Я признавалась ему в любви, когда уходила в штаб Эрудитов, но он спал. Не знаю, почему не признавалась ему, когда он мог меня услышать. Может, боялась доверить ему мою преданность. Или боялась, что не знаю, как это — любить кого-то. Но сейчас я думаю, что молчать страшно, ведь в любой момент может оказаться слишком поздно.
Я для него, а он для меня, так было с самого начала.
Он смотрит на меня. Я жду, держась за его руки, пока он думает над ответом.
Тобиас хмурится.
— Скажи это еще раз.
— Тобиас, — говорю я. — Я люблю тебя.
Его кожа скользкая от воды, он пахнет потом, моя рубашка липнет к его рукам, когда Тобиас обнимает меня. Он прижимает свое лицо к моей шее и целует прямо над ключицей, целует в щеку, целует губы.
— Я тоже люблю тебя, — признается он.
ГЛАВА ТРИДЦАТЬ СЕДЬМАЯ
Он лежал со мной все время, пока я спала. Я ждала кошмаров, но, видимо, так устала, что в голове осталась лишь пустота. Когда я открываю глаза, его рядом нет, а на кровати лежит стопка одежды.
Встаю с кровати и иду в ванную. Такое ощущение, будто с меня содрали кожу, воздух жалит меня — не очень больно, но быстро надоедает. Я не включаю свет в ванной, потому что знаю — он будет бледным, но ярким. Как и свет в зданиях Эрудитов. Принимаю душ в темноте, едва отличая мыло от геля для душа, и убеждаю себя, что это путь к обновлению, что это придаст мне сил, что вода вылечит меня.
Прежде чем выйти из ванной, я щиплю себя за щеку, стараясь вызвать румянец. Это глупо, но я не хочу выглядеть слабой и истощенной перед остальными.
Когда возвращаюсь в комнату Тобиаса, то вижу следующую картину: Юрай развалился поперек кровати лицом вниз, Кристина держит голубую статуэтку над столом Тобиаса, рассматривая ее, а Линн устроилась выше Юрая с подушкой в руках и со злой усмешкой на губах.
Линн ударяет Юрая сзади по голове, Кристина говорит:
— Эй, Трис!
А Юрай кричит:
— Ой!

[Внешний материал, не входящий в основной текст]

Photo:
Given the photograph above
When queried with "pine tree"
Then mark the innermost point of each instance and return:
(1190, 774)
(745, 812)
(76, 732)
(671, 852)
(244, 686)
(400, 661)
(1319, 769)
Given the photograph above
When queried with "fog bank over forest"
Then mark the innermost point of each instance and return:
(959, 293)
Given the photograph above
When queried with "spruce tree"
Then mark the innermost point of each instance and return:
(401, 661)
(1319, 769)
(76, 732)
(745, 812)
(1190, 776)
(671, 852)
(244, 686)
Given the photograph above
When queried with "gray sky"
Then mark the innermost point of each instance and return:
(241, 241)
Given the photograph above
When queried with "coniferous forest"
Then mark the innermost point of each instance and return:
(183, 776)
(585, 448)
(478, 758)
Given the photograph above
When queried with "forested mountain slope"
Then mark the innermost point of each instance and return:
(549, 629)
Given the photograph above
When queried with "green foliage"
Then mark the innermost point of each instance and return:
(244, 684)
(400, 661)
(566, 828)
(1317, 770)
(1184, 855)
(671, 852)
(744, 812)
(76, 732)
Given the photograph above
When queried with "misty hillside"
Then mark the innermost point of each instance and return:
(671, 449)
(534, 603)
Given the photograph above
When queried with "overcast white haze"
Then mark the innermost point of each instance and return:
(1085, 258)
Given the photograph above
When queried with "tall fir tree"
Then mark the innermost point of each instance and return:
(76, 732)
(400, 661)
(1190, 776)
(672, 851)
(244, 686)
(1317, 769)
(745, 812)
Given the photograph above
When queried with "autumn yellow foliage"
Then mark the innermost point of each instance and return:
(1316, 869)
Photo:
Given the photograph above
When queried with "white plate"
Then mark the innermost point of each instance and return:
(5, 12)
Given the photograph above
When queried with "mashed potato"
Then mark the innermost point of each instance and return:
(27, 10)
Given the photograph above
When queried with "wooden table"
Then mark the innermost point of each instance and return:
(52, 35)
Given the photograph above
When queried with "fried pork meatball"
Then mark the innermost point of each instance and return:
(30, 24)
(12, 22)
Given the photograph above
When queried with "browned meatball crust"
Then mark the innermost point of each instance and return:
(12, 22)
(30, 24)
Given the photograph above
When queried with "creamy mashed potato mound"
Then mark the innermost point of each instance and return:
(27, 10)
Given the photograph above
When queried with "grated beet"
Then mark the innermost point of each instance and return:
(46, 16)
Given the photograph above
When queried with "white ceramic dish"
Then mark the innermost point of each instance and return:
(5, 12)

Как тебе удалось заставить подушку причинить мне боль, Линн?
— Моя исключительная сила, — отвечает она. — Тебя отшлепали, Трис? Одна из твоих щек ярко-красная.
Я, должно быть, не сжала другую достаточно сильно.
— Нет, это просто … мой утренний жар.
Я пробую шутку на вкус, верчу ее на языке, словно говорю на неродном мне языке. Кристина смеется, наверное, немного сильнее, чем заслуживает мой комментарий… но я ценю усилие. Юрай прыжками перемещается ближе к краю кровати.
— Быстро подвожу итог, — говорит он, жестом указывая на меня. — Ты чуть не умерла, садист с милыми анютиными глазками спас тебя, а теперь мы все ведем серьезную войну вместе с нашими союзниками — Афракционерами.
— Милые анютины глазки? — переспрашивает Кристина.
— Сленг Бесстрашных, — ухмыляется Линн. — Задуманный, как серьезное оскорбление, только никто его больше не использует.
— Потому что это очень обидно, — подтверждает Юрай, кивая.
— Нет. Потому что это звучит настолько по-идиотски, что не один Бесстрашный в здравом разуме не будет использовать это слово. Подумай сам… Милые анютины глазки? Тебе что, двенадцать?
— С половиной, — поправляет он.
Я чувствую, что их шутки мне на пользу, поэтому мне нечего сказать, я могу только смеяться. И я смеюсь, достаточно, чтобы растопить лед, образовавшийся у меня в желудке.
— Там внизу еда, — сообщает Кристина. — Тобиас приготовил отвратительный омлет.
— Эй, — говорю я. — Я люблю омлет.
— Должно быть, завтрак для Стиффа, — она хватает меня за руку. — Пошли.
Вместе мы спускаемся вниз по лестнице, наши шаги гремят так, как никогда не допускалось в доме моих родителей. Мой отец ругал меня за то, что я бегала по лестнице. «Не привлекай к себе внимание, — говорил он. — Это не вежливо по отношению к окружающим».
Из гостиной доносятся голоса, целый хор голосов, случайные взрывы смеха и слабая мелодия, наигранная на каком-то струнном инструменте, вроде банджо или гитары. Это не то, что ожидаешь увидеть в доме Отреченных, где всегда тихо, независимо от того, сколько людей собралось внутри. Голоса и смех, и музыка вдохнули жизнь в угрюмые стены. Я чувствую себя лучше.